Stile libero – Non siamo la Finlandia

Non tira una bella aria, globalmente, per l’intelligenza naturale. Se quella artificiale sta segnando progressi vorticosi, l’intelligenza che ancora si serve di materiale umano accusa il colpo. Esaminiamo i risultati dell’indagine Ocse PIAAC sulle competenze degli adulti che si è svolta su un campione di età compresa tra 16 e 65 anni in 31 Paesi. I tre campi in cui si sono testate le skills sono le classiche aree della literacy (leggere e capire un testo), quella delle capacità matematiche e infine la soluzione di problemi. In generale, fra i Paesi partecipanti la maggioranza non è migliorata o è peggiorata in literacy; un po’ meglio è andata con la matematica in cui 8 Paesi sono migliorati e 7 peggiorati.
I peggioramenti segnalati rispetto alla precedente edizione dell’indagine di una decina di anni fa sono causati da una caduta di prestazioni nel livello più basso. Anche in Italia il fenomeno di una divaricazione dei risultati è nettamente presente: peggiora il livello basso della popolazione, quello già dotato scarsamente di skills.
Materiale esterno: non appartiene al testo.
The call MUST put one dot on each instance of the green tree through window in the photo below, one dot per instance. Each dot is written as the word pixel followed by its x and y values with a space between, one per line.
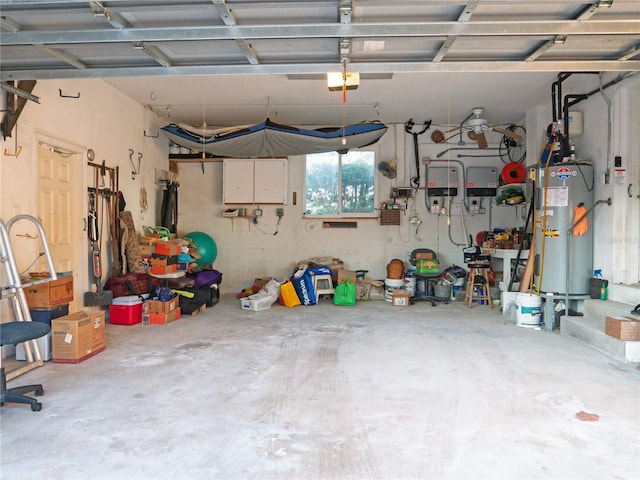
pixel 340 184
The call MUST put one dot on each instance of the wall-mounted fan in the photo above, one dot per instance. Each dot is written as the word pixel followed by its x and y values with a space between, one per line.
pixel 388 169
pixel 476 126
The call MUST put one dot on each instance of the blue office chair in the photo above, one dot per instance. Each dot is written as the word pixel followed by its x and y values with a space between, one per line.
pixel 12 333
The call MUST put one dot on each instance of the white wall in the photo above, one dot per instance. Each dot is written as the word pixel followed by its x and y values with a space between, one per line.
pixel 111 123
pixel 102 119
pixel 246 251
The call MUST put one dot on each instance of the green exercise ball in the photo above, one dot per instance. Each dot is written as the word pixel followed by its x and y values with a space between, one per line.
pixel 207 248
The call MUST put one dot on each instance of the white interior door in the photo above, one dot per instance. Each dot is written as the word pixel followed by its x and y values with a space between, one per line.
pixel 58 207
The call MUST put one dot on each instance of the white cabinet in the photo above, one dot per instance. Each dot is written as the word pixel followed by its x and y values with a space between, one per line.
pixel 254 181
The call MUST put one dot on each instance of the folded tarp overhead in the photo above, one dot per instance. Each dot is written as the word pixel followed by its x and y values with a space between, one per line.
pixel 270 139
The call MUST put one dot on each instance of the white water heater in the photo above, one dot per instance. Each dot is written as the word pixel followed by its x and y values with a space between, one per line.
pixel 564 258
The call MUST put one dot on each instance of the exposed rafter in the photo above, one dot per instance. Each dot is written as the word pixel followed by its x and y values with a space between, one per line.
pixel 409 29
pixel 464 16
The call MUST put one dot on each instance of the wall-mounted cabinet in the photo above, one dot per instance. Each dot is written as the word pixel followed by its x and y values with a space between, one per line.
pixel 258 181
Quasi la metà degli italiani è nel livello basso nei test di problem solving, in difficoltà a risolvere problemi appena più che banali o su più passaggi: se si consociassero in un partito, potrebbero vincere le elezioni. Ma anche nel livello più alto siamo scarsi: abbiamo la metà della media Ocse di adulti posizionata nel livello 4 o sopra. Interessante il peggioramento della prestazione per classi più avanzate di età: non necessariamente da attribuire ad un decadimento cognitivo, ma alla minore opportunità di studio che ha caratterizzato la scolarità delle generazioni precedenti.
In generale, si nota una correlazione fra alte skills e maggiore occupabilità e alti salari, più di quanto non sia correlata ad anni di studio o a titoli conseguiti. Quindi diventa cruciale concentrarsi non solo sugli anni di frequenza, ma sulla qualità degli apprendimenti. Abbassare le aspettative illudendo i ragazzi che basta frequentare e fare il minimo, e magari meno del minimo, serve a poco. La stessa cosa vale per i docenti: assumere senza stringenti verifiche di professionalità e stipendi adeguati risponde a un’idea di scuola al massimo intesa come contenimento e sorveglianza, non come opportunità di fioritura delle potenzialità. Chi batte tutti, nei tre campi di prove, è la Finlandia: il Paese in cui gli insegnanti passano attraverso una fortissima selezione, godono di alta considerazione sociale e hanno un lavoro che risulta fra le professioni più prestigiose e ambite.